Setting it up with Bugnet

Add an in-game report option and attach the scene, the hotspot and click-detection state, the resolution and display state, and the progression and hint state as custom fields, with a screenshot. Bugnet stores them so a hidden object bug arrives with the scene-and-hotspot context needed to reproduce a misaligned hotspot, an unregistering item, a scaling bug, or a progression block from a detection failure.

Group identical reports into occurrence counts so you can see which scenes or items cause the most problems, prioritizing the ones blocking progression. Because hidden object games depend on precise click detection across resolutions, this context capture is what lets you reproduce the click-detection and scaling bugs that break the core finding mechanic, and fix the misaligned hotspots and scaling issues that frustrate players and block scenes, keeping the find-the-item experience working precisely across every screen.

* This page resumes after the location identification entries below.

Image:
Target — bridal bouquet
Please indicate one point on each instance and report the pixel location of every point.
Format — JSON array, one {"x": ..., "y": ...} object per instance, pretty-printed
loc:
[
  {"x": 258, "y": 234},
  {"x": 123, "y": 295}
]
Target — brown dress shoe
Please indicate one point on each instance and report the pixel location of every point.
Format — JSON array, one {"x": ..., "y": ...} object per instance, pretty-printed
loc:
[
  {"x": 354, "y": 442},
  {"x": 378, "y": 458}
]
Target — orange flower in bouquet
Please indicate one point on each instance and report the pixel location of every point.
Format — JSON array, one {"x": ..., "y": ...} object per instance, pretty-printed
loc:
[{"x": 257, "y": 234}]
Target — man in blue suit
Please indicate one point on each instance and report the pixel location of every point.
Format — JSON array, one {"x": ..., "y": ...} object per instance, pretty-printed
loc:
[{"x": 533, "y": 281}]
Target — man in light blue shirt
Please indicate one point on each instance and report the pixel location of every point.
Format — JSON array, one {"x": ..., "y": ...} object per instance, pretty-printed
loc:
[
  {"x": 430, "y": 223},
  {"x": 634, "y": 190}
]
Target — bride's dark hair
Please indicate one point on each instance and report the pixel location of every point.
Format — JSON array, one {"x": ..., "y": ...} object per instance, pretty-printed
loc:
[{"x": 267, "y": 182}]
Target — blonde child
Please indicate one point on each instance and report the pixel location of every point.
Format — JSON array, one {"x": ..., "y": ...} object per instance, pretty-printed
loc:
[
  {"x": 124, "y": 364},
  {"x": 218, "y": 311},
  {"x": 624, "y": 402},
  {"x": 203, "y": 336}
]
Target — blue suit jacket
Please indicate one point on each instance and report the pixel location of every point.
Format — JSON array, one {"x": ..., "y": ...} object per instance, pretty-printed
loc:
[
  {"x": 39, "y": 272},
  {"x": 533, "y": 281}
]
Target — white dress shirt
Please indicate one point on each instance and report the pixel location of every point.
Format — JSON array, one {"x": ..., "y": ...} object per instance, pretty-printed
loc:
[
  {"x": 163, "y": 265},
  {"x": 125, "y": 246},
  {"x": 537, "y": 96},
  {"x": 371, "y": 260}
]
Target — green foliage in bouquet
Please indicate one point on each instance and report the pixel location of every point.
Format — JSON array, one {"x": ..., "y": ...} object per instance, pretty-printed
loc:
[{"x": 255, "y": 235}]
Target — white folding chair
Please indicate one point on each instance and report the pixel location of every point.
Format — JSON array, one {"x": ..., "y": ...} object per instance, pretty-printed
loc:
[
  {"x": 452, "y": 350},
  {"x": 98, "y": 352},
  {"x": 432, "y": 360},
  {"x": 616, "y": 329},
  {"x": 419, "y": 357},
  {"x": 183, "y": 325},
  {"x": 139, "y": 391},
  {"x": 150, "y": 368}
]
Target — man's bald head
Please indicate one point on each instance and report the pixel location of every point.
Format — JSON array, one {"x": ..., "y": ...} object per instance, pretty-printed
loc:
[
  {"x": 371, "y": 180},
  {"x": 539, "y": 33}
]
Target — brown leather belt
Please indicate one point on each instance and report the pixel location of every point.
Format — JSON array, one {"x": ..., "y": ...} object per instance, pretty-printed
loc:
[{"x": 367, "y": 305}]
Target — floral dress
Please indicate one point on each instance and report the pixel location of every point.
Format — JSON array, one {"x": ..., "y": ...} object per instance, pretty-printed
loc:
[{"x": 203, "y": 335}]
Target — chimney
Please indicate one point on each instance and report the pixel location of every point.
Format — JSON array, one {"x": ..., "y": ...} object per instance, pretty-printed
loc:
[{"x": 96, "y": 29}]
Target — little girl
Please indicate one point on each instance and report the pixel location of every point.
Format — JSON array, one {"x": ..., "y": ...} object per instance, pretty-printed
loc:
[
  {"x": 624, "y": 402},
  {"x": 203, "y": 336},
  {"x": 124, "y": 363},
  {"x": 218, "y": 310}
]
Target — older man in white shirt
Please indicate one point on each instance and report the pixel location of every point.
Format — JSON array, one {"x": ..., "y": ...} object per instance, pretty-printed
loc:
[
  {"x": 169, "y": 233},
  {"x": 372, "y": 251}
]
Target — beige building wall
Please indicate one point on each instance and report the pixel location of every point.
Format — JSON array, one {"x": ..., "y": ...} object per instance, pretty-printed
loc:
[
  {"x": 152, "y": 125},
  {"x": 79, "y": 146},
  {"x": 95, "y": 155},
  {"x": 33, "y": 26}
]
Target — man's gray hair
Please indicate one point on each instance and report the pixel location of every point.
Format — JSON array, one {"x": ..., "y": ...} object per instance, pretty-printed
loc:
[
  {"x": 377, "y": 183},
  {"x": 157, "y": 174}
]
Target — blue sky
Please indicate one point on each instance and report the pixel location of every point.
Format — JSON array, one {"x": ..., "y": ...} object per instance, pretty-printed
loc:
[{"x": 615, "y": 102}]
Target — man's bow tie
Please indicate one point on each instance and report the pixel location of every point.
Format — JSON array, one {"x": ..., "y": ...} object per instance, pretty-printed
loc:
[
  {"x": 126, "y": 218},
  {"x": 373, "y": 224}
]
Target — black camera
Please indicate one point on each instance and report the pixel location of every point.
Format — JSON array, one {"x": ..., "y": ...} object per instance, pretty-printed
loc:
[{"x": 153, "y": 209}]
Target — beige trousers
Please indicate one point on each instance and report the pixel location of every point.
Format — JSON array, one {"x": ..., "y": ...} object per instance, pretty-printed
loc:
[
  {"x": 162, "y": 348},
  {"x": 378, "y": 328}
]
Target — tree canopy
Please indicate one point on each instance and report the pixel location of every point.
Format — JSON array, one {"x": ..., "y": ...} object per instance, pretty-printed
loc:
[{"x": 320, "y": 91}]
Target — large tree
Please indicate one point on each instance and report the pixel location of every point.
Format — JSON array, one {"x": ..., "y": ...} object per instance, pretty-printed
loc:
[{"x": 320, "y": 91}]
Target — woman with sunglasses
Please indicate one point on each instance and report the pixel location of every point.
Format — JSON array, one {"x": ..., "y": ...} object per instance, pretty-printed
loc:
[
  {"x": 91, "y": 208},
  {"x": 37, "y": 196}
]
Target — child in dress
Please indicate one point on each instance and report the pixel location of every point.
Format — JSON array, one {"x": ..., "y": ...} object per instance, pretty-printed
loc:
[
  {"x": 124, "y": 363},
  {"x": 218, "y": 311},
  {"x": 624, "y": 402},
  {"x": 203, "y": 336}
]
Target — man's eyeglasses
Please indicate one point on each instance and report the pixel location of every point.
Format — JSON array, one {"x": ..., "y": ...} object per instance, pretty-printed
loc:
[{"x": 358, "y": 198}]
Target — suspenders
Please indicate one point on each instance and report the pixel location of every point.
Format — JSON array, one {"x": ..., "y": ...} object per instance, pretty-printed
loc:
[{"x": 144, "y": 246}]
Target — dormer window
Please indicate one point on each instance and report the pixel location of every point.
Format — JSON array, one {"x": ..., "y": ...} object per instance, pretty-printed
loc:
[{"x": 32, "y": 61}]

Test hotspots across resolutions

Because click detection must be precise across resolutions, test the hotspots against the art at the range of resolutions players use, verifying that every hotspot aligns with its visible item at each resolution and that the art and hotspots scale together. Hotspot misalignment, especially resolution-specific misalignment from scaling, is the genre signature bug, and testing the hotspots across resolutions is the direct way to catch it before players hit unregistering items.

Combine that testing with your captured reports, which reveal the specific scenes, items, and resolutions where detection fails for real players, including resolutions you did not test. Your testing verifies the hotspots across the main resolutions, and the captured reports surface the unexpected detection and scaling bugs from the full range of player screens. Together they keep the precise click detection the genre depends on working across every scene and every resolution, ensuring players can always find and register the items the game asks them to, which is the entire experience.

Hidden object games live on precise click detection. Capture the scene, the hotspot, and the resolution behind every missed item.